With great strides in neuroscience that have been made in the past decade, further understandings of complex neural systems require extensive neural information from chronic implantation of biocompatible neural devices. Polyimide-based flexible microelectrode arrays were one of the earlier biocompatible neural devices due to its mechanical impedance matching with brain tissue. In this work, we propose to incorporate non-conventional laser ablation method for fabrication of flexible biocompatible microelectrodes. We also present a novel approach to modifying flexible microelectrodes with macroporous platinum film using latex polystyrene sphere template. Maskless laser ablation was used to pattern the electrode, and probe definition as well creating the contact openings of flexible polyimide electrodes. Laser ablation is a non-photolithographic method which does not require conventional cleanroom environment and is ideal for rapid prototyping of devices. An ordered polystyrene bead template was deposited by simple pipetting of bead solution over gold contact openings and evaporating in ambient room setting.
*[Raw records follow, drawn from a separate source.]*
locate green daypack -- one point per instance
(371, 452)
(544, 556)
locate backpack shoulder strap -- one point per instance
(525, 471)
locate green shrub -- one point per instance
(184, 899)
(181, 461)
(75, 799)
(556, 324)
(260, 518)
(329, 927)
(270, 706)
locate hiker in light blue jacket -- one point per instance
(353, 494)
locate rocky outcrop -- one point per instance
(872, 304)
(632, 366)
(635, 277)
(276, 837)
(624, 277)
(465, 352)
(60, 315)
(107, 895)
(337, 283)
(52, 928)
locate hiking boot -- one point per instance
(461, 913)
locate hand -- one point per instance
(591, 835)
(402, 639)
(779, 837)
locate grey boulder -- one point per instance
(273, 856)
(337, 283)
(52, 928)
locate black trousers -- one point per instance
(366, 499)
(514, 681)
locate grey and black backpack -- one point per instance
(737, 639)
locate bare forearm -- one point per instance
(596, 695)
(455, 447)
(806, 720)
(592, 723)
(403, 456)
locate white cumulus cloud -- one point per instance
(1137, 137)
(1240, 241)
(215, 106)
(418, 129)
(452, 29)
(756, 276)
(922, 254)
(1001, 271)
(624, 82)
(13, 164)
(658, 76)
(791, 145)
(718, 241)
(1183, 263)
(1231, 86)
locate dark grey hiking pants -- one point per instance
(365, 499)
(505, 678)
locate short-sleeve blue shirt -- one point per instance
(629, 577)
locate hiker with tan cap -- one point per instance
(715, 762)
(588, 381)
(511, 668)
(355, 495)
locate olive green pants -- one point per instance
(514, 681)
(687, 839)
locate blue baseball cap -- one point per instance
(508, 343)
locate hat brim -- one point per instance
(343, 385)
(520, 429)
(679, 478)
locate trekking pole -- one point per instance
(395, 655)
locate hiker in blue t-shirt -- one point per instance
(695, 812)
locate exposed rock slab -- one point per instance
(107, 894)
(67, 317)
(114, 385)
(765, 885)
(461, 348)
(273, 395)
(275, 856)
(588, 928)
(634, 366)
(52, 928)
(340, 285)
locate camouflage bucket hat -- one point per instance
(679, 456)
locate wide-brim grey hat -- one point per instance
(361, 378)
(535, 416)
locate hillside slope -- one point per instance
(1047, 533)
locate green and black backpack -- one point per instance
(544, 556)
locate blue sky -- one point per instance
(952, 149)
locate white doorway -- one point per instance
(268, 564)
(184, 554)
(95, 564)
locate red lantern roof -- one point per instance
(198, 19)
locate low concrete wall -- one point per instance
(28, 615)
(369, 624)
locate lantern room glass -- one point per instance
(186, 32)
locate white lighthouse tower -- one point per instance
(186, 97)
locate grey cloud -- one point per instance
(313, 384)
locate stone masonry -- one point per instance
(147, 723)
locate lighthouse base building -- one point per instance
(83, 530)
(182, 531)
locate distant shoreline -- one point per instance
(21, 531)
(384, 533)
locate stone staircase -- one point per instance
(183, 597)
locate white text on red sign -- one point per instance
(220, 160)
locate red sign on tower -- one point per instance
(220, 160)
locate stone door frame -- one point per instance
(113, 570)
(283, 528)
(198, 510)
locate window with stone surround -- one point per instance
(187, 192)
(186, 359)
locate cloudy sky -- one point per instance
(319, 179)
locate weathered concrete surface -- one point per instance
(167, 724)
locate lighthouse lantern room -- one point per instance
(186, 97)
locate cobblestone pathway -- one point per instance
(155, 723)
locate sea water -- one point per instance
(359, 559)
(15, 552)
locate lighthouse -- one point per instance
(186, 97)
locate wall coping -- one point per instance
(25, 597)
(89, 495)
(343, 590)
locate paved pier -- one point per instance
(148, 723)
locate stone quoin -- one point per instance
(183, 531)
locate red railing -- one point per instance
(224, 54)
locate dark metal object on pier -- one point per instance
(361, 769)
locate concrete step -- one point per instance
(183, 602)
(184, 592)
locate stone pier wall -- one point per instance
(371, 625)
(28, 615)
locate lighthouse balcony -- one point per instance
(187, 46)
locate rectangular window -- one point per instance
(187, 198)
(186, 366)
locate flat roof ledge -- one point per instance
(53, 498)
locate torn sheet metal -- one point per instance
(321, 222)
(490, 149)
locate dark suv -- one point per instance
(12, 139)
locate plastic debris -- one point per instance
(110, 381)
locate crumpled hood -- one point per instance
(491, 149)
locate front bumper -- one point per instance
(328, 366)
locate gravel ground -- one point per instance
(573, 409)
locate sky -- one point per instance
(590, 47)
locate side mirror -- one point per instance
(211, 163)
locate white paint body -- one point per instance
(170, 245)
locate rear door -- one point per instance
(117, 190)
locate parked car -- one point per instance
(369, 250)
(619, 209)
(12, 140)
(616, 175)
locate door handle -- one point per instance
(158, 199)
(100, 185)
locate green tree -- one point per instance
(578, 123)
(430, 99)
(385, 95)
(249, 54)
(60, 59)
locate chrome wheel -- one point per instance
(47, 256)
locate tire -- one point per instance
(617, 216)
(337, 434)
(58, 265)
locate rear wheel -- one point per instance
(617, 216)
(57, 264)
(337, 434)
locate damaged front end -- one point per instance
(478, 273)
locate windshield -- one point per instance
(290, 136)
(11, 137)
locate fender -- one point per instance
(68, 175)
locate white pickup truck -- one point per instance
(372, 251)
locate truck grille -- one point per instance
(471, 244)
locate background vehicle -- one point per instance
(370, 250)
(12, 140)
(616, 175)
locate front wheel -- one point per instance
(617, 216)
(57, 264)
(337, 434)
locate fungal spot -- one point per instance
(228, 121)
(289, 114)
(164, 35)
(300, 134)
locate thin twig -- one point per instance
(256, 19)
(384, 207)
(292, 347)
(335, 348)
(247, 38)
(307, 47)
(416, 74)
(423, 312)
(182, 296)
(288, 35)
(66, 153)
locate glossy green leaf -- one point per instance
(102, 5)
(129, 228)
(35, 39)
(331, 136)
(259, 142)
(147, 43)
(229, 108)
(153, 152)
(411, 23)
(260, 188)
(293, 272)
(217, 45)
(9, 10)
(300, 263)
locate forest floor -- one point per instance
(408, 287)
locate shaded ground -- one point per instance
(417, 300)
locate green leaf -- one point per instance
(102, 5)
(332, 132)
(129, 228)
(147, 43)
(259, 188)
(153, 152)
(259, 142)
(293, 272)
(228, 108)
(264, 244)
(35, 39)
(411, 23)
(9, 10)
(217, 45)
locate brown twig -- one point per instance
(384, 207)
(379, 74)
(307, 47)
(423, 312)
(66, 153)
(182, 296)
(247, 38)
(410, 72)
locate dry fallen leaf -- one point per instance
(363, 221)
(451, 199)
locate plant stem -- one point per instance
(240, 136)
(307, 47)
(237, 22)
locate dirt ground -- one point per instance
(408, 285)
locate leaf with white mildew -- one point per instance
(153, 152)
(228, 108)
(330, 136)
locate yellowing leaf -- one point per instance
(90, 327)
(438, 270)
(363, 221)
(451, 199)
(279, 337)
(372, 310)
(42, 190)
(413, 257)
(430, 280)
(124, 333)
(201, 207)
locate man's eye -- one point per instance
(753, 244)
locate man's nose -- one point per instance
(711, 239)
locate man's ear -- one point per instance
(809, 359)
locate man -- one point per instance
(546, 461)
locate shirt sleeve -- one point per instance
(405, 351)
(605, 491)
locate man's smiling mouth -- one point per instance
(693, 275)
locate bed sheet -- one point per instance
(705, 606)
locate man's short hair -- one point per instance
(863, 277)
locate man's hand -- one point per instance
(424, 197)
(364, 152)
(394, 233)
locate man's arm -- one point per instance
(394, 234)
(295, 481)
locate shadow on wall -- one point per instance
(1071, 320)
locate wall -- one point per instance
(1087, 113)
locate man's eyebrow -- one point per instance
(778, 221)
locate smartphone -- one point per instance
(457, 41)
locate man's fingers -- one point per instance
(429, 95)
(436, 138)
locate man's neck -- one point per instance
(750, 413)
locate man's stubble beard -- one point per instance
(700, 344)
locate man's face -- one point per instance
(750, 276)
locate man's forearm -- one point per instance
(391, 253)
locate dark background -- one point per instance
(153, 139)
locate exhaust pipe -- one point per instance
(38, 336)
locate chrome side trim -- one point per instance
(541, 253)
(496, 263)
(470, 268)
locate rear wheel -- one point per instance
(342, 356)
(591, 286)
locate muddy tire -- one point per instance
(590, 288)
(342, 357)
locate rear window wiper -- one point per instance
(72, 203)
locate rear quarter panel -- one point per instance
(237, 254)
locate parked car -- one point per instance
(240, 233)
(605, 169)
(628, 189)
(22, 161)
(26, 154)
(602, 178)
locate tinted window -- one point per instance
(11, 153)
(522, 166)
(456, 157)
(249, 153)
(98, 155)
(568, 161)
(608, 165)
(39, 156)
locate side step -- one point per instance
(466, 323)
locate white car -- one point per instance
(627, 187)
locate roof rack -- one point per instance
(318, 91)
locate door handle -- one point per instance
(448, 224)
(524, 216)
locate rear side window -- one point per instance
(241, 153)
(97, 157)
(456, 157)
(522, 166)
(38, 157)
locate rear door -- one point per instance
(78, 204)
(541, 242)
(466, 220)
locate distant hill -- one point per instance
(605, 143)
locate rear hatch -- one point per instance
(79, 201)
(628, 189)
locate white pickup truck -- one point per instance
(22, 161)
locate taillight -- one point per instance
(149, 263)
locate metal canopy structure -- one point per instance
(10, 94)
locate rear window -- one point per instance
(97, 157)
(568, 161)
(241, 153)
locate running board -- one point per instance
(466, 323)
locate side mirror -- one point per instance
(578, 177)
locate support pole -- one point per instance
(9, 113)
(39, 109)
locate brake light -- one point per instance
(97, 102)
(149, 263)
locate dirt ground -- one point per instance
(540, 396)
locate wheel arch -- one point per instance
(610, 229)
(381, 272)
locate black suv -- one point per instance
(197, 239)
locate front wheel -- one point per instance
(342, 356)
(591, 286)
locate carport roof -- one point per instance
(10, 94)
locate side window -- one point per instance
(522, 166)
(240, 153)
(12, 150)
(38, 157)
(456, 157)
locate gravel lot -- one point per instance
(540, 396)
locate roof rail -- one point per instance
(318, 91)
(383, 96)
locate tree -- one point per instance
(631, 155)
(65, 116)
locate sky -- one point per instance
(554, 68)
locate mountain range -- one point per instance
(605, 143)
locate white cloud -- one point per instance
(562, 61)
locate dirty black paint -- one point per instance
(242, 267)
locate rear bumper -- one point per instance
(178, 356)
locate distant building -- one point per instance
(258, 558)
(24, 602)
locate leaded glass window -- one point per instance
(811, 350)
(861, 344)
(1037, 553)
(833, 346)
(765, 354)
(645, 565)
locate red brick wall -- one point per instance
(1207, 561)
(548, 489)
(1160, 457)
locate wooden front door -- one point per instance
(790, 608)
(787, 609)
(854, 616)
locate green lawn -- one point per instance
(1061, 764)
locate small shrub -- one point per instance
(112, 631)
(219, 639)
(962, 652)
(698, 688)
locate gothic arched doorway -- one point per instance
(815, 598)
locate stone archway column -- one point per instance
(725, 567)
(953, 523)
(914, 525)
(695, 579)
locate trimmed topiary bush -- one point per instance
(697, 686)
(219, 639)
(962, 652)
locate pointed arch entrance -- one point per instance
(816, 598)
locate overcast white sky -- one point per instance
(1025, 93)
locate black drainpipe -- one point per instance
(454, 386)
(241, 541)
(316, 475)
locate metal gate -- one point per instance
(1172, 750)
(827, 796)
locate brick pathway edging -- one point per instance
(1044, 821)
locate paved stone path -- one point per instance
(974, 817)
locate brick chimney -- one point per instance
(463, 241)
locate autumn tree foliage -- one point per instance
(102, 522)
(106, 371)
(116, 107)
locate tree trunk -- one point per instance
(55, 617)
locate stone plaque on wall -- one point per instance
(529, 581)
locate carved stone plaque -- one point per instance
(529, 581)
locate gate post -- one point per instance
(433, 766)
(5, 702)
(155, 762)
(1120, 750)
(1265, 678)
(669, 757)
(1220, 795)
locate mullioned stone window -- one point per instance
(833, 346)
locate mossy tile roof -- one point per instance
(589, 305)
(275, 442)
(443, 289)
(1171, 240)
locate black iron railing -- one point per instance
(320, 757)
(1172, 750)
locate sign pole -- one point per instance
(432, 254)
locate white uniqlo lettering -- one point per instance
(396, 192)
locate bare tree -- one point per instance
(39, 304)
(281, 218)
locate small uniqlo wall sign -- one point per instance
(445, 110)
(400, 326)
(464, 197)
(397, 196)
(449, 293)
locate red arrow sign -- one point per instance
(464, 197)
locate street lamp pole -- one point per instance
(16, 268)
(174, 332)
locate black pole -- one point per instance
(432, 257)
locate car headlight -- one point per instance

Pulsed-potentiostatic mode electrochemical deposition of platinum through the polystyrene bead template resulted in increase in effective surface area of electrodes. The impedance of the platinum modified electrodes increased by two orders of magnitude compared to unmodified electrodes. Synergetic modification of microelectrodes with macroporous platinum film and polymer-brush coating can lead to fabrication of highly biocompatible microelectrode with low impedance characteristics.